Ces situations sont hautement indésirables et peuvent avoir diverses origines : difficultés financières du locataire, désaccords accessoires entre le propriétaire et le locataire (comme des réparations ou des dégâts des eaux) auxquels le locataire réagit de manière non autorisée, ou même une simple fraude. De plus, le non-paiement peut être soit ponctuel, soit prolongé dans le temps.
Dans tous les cas, un impayé reste un impayé et les démarches à suivre demeurent similaires, bien que leur complexité puisse varier.

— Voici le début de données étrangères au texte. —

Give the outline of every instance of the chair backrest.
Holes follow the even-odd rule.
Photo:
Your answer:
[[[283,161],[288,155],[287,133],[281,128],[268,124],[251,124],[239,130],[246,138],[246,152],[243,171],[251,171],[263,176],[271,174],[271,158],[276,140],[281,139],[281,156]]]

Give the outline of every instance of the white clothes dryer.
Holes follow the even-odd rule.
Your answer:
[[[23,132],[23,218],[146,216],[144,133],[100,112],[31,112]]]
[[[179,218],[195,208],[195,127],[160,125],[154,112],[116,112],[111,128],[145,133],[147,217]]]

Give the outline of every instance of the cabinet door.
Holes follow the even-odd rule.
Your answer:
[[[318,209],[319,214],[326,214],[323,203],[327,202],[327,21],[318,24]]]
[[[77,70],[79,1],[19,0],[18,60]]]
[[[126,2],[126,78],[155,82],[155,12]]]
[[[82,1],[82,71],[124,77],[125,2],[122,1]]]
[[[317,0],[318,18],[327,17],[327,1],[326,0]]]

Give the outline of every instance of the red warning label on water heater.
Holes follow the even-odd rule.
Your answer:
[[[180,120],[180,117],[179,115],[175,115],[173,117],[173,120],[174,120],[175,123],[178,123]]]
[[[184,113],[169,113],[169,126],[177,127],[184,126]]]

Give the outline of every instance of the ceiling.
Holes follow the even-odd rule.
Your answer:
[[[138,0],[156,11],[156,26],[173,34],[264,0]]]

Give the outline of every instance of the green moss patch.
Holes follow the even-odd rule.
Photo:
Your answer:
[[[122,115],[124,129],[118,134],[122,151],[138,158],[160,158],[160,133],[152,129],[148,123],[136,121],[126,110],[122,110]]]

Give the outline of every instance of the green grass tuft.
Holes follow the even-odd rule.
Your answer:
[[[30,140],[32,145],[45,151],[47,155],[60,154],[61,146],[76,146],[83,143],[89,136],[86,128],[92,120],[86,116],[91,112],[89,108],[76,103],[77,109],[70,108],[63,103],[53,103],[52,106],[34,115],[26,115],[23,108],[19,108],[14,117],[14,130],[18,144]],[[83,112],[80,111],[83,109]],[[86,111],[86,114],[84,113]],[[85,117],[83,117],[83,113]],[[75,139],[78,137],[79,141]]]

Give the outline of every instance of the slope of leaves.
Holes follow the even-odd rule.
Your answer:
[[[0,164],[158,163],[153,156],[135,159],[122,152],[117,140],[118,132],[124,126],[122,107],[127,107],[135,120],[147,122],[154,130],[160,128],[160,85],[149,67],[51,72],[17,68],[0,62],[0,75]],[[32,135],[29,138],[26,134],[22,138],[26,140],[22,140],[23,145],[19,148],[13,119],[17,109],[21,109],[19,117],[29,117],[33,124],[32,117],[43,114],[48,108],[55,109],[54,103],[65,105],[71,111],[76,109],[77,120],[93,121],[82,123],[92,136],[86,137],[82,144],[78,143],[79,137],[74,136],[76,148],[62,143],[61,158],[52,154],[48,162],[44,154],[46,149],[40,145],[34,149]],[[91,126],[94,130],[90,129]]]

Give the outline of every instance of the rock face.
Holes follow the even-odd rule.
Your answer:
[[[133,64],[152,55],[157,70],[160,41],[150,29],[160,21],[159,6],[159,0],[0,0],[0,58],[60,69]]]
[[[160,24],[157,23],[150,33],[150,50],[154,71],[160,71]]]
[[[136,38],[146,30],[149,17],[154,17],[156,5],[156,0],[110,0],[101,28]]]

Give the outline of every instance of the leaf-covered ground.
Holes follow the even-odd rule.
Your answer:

Le recouvrement des montants impayés occasionnels est généralement moins compliqué que l'expulsion du locataire, comme vous pouvez l'imaginer.
Mais passons aux détails.
Comme mentionné précédemment, il existe deux garanties contre le risque d'impayés :
la caution solidaire demandée au locataire et liée au bail de location, ou la garantie loyers impayés (GLI) souscrite par le propriétaire bailleur.
Activation de la caution
Si un garant est présent, il convient de le contacter en parallèle du locataire, en suivant la même chronologie. Toutefois, il est important de noter que la plupart des actes de caution fixent un plafond d'indemnisation en cas d'impayés. Par conséquent, si le garant paie les loyers pour le locataire, il est essentiel de ne pas tarder à agir. Il est recommandé de demander simultanément la résiliation du bail et l'expulsion du locataire défaillant. Si le garant refuse de payer les sommes réclamées, il est alors nécessaire d'envisager des actions en justice à son encontre.
Recours à la garantie loyers impayés
En ce qui concerne la GLI, elle garantit une indemnisation sans nécessiter le lancement d'une procédure, ce qui est plutôt pratique. Toutefois, cela s'accompagne d'un coût. Il est essentiel de déclarer le sinistre rapidement pour bénéficier de cette garantie, en tenant compte des conditions spécifiques stipulées dans le contrat de GLI.